Alternatives to LifeScope for realigning SOLiD BAM files
4
1
Entering edit mode
9.7 years ago
roysomak4 ▴ 40

I have BAM files from whole exome sequencing on a SOLiD 5500 platform. The xseq files were aligned using LifeScope using the ucsc hg19 reference. I am having trouble using the GATK tools due to contig mismatch and one of the recommendations is to realign to the b37 human genome reference. I am unable to use LifeScope due to several issues (including incompatible OS -my machine is on a Ubuntu 12.04 LTS). I also do not have access to the xseq files either.

I am relatively new to handling data from SOLiD platform and wanted to see if someone can share their experience with alternative methods to realign BAM files generated from LifeScope.

Thank you!!

roy

BAM realignment SOLiD • 4.0k views
ADD COMMENT
0
Entering edit mode

I had success using bfast to align solid data. So that's what I would recommend for you :)

ADD REPLY
0
Entering edit mode

Hi Raony,

I do not have much experience with bfast, but will give it a try. The PDF man pages appear a bit dated (2011). If there is a more updated manual, do you mind sharing the link?

Another question.. Can bfast be used to realign BAM files generated by Lifescope or other SOLiD aligners and realign them to a different human reference genome?

Thank you!

ADD REPLY
0
Entering edit mode

I thought you figured out the header problem. If your are looking forward to realign the solid reads you better give a try to SHRiMP2. Unfortunately they are no longer developing or supporting it. But I have used it extensively to align solid reads and it has worked pretty good for me.

ADD REPLY
0
Entering edit mode

Yes the manual is a bit old, but I don't know about any new version.

Try with this branch: http://sourceforge.net/projects/bfast/files/bfast%2Bbwa/0.7.0/ or this

Once you extracted your reads from BAM to FASTQ format you can actually try different aligners and any genome reference you want. :)

ADD REPLY
2
Entering edit mode
9.7 years ago
roysomak4 ▴ 40

Thank you all for your helpful suggestions.

I revisited the thread referred to by Ashutosh and was able to assemble my version of the hg19 that GATK did not complain about!!!

Here is what I did.

1. I extracted the list of contigs in the same order from hg19.fai that I downloaded from GATK resource bundle (hg19 liftover).

2. I tweaked the list to move the ChrM after ChrY in the list of contigs. This is exactly how my BAM files were aligned to the reference genome used by lifescope.

3. Downloaded the chromFa.tar.gz from uscs for hg19 and uncompressed the individual contigs.

4. Ran the following shell script to read from my contig list and assemble the individual chromosome fasta files from step 3.

#!/bin/bash
#create empty file
touch hg19.fa

#iterate through the list of contigs and append them to hg19.fa
FILE=$1
while read line
do
  echo "Appending $line.fa..."
  filename=$line.fa
  cat $filename >> hg19.fa
done < gatk_ucsc_contig_order.txt

5. Indexed this new genome using bwa, created the dictionary and fa index.

6. GATK was happy!!!! :-)

The downside to this although is I am unable to use the known hg19 indel/snp vcfs from GATK. Working on that.

Cheers!

UPDATE (4/29/15) I was able to use VCFsorter to rearrange the contig ordering in the vcf files from gatk resource bundle to match the hg19 reference (above) and subsequently index the vcf files using IGVtools index command. This enabled me to use the VCFs as known sites for indel realignment and BQSR in GATK.

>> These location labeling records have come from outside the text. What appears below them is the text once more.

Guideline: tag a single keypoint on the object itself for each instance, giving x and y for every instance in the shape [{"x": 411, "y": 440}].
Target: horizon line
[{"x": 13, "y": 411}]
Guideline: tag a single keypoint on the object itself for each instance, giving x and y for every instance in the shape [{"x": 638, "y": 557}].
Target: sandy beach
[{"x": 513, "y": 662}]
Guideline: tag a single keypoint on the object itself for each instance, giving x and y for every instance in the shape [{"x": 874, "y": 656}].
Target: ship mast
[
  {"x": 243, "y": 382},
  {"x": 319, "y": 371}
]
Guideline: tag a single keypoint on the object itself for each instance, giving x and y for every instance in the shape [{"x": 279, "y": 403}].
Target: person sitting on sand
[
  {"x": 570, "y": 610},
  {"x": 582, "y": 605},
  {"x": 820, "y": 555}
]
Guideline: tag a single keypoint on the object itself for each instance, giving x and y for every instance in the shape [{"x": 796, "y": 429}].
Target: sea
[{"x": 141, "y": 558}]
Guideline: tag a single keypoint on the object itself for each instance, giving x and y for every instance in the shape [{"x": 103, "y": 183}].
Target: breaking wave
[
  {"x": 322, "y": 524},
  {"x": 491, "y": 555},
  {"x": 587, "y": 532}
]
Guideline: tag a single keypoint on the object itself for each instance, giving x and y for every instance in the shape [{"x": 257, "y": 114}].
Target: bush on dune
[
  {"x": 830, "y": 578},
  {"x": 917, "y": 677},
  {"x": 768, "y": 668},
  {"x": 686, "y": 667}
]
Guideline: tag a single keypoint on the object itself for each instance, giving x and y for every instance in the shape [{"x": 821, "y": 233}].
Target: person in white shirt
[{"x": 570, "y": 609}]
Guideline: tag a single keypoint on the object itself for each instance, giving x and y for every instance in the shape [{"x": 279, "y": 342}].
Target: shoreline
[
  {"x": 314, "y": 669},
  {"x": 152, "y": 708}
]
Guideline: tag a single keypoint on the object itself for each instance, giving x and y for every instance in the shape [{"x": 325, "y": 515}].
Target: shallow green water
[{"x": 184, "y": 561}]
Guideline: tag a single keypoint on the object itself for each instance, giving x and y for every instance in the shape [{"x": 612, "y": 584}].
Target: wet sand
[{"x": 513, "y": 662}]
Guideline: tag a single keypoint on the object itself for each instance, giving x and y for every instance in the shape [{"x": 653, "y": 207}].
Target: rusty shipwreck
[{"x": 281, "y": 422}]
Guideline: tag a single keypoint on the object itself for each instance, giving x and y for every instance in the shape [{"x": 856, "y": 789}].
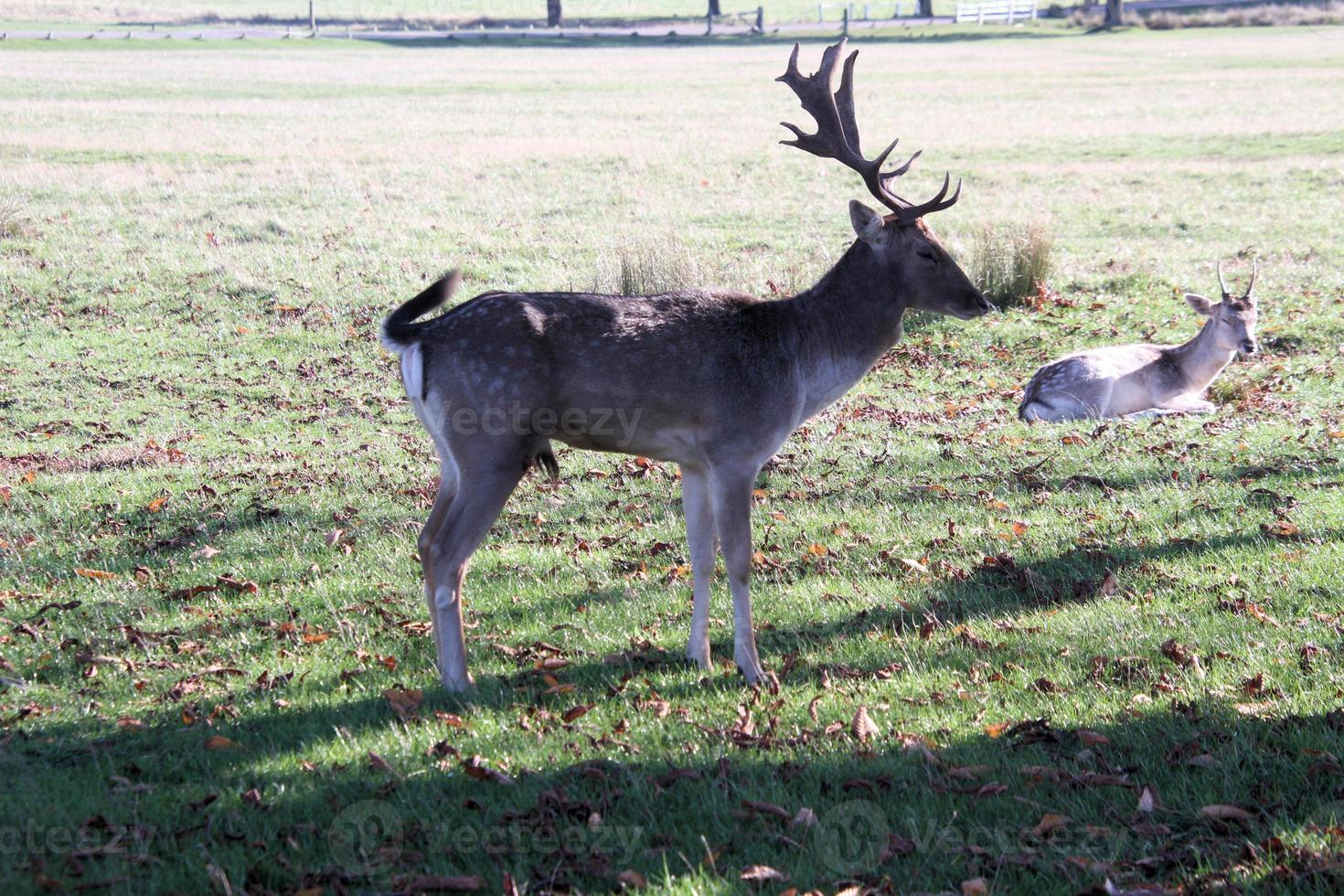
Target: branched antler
[{"x": 837, "y": 133}]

Having said all this, the best option, as biocyberman mentioned, is to use the b37 reference from GATK resource bundle for the primary alignment process. Most downstream steps are taken care of.

Thank you all once again for helping me out.

ADD COMMENT
0
Entering edit mode

Glad to hear you've overcome the trouble.

ADD REPLY
0
Entering edit mode

Thanks for sharing... I realized that bfast take too much time to create index file. Then I followed this method.

ADD REPLY
1
Entering edit mode
9.7 years ago
biocyberman ▴ 870

Hello @roysomak4,

Congratulation on your new job (maybe) but prepare your patience to work with SOLiD data. I have been in your situation. The most reliable and least headache way in this case: you should create a new reference for Lifescope with b37 fasta sequence provided in the GATK's resource bundle. Contact Lifetech for instruction about this.

When you have bam files generated with correct reference in Lifescope, GATK will be able to run with some minor adjustment here and there.

Alternatively, novocraft.com has a novalignCS aligner which work with BAM, CSFASTQ and XSQ files.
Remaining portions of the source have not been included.